Un des chiffres les plus marquants est le nombre total de réfugiés de la planète qui pourrait atteindre 150 millions de personnes d’ici à 2050, Ça représente 3 750 000 personnes déplacées par année, soit l’équivalent de la moitié de la population du Québec ! Il y a aujourd’hui plus de réfugiés environnementaux (25 millions) qu’il n’y a de réfugiés politiques (23 millions) ! Il y a deux grandes raisons qui sont à l’origine des déplacements environnementaux : les changements climatiques et un type de développement économique incompatible avec le développement durable.

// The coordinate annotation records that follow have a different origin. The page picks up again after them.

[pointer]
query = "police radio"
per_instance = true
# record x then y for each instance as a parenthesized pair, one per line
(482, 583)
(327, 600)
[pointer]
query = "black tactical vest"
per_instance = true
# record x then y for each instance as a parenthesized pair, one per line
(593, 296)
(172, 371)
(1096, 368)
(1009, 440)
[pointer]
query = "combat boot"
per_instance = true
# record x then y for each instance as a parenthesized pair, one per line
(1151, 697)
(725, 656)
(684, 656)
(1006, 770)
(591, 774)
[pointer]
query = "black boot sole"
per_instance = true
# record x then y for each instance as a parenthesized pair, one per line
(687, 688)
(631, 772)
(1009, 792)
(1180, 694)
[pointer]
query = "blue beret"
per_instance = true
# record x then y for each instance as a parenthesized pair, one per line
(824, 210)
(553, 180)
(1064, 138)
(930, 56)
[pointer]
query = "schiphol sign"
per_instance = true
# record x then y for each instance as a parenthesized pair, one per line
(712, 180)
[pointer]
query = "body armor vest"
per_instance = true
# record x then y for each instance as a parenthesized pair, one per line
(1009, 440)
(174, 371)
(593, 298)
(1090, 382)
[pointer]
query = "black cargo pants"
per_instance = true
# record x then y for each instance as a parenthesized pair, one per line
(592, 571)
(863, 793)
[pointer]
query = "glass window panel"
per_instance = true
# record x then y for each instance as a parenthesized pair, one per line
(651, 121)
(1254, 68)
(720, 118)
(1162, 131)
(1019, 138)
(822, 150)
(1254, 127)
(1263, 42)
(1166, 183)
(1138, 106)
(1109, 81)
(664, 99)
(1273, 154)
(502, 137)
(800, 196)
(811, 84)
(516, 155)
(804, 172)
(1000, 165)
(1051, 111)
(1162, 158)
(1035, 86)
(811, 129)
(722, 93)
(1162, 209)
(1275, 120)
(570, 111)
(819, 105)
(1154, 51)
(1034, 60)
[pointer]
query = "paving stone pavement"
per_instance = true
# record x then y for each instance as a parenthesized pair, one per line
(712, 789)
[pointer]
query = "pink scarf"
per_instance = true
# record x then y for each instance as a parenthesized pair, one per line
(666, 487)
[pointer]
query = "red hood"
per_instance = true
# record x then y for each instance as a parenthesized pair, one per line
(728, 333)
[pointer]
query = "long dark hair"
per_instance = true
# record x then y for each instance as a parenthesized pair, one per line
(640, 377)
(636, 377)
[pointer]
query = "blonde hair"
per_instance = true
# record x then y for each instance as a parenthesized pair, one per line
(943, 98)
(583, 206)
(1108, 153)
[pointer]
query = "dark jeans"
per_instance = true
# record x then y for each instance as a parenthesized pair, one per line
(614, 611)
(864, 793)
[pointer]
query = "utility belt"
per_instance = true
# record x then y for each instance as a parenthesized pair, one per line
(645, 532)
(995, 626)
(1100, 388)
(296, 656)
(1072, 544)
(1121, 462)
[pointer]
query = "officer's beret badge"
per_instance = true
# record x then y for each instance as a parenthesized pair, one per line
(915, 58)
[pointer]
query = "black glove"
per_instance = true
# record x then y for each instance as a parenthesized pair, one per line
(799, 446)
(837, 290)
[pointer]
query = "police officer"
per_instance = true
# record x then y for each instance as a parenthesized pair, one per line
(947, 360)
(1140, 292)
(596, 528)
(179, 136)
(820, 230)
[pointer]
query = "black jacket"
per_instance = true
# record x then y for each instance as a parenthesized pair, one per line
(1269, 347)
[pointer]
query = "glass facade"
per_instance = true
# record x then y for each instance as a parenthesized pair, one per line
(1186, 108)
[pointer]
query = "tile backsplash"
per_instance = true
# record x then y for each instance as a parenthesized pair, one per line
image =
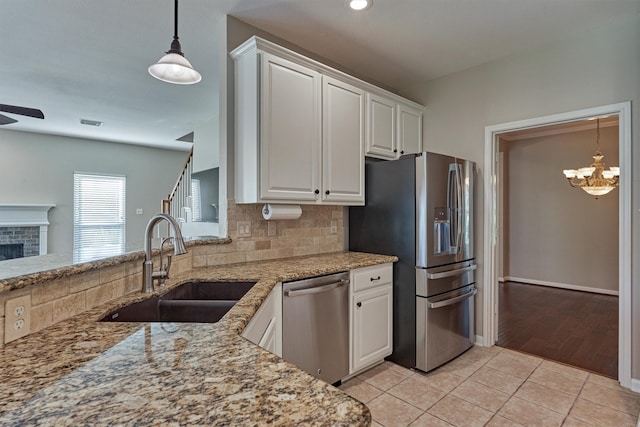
(320, 229)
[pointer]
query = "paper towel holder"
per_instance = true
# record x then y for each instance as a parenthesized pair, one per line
(278, 212)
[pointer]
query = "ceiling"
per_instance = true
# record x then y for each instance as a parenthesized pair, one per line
(88, 59)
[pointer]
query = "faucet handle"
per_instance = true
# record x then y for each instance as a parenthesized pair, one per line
(168, 266)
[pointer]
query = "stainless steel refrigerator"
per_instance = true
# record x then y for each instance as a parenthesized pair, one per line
(420, 208)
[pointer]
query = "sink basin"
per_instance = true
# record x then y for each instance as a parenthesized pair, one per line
(198, 302)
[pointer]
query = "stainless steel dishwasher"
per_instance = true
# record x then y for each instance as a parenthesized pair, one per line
(315, 325)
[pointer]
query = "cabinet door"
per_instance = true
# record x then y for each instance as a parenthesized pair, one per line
(381, 131)
(409, 129)
(372, 326)
(342, 142)
(290, 131)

Les Maldives sont l’exemple typique d’un endroit sujet à un exode causé par le réchauffement planétaire. La lente mais inexorable montée du niveau des océans qui résulte du réchauffement force le déplacement de la population côtière. Dans les terres, les inondations voient également leur ampleur influencée par les changements climatiques. Les conséquences peuvent être dramatiques et rendre des maisons inhabitables, obligeant les occupants à aller s’installer ailleurs après avoir tout perdu. De tels exemples montrent que la montée des océans n’est pas que théorique ! Le film mentionne également que l’intensité du tsunami de 2007 dans le sud-ouest asiatique ou de l’ouragan Katrina (500 000 réfugiés) a été aggravée par la hausse du niveau maritime.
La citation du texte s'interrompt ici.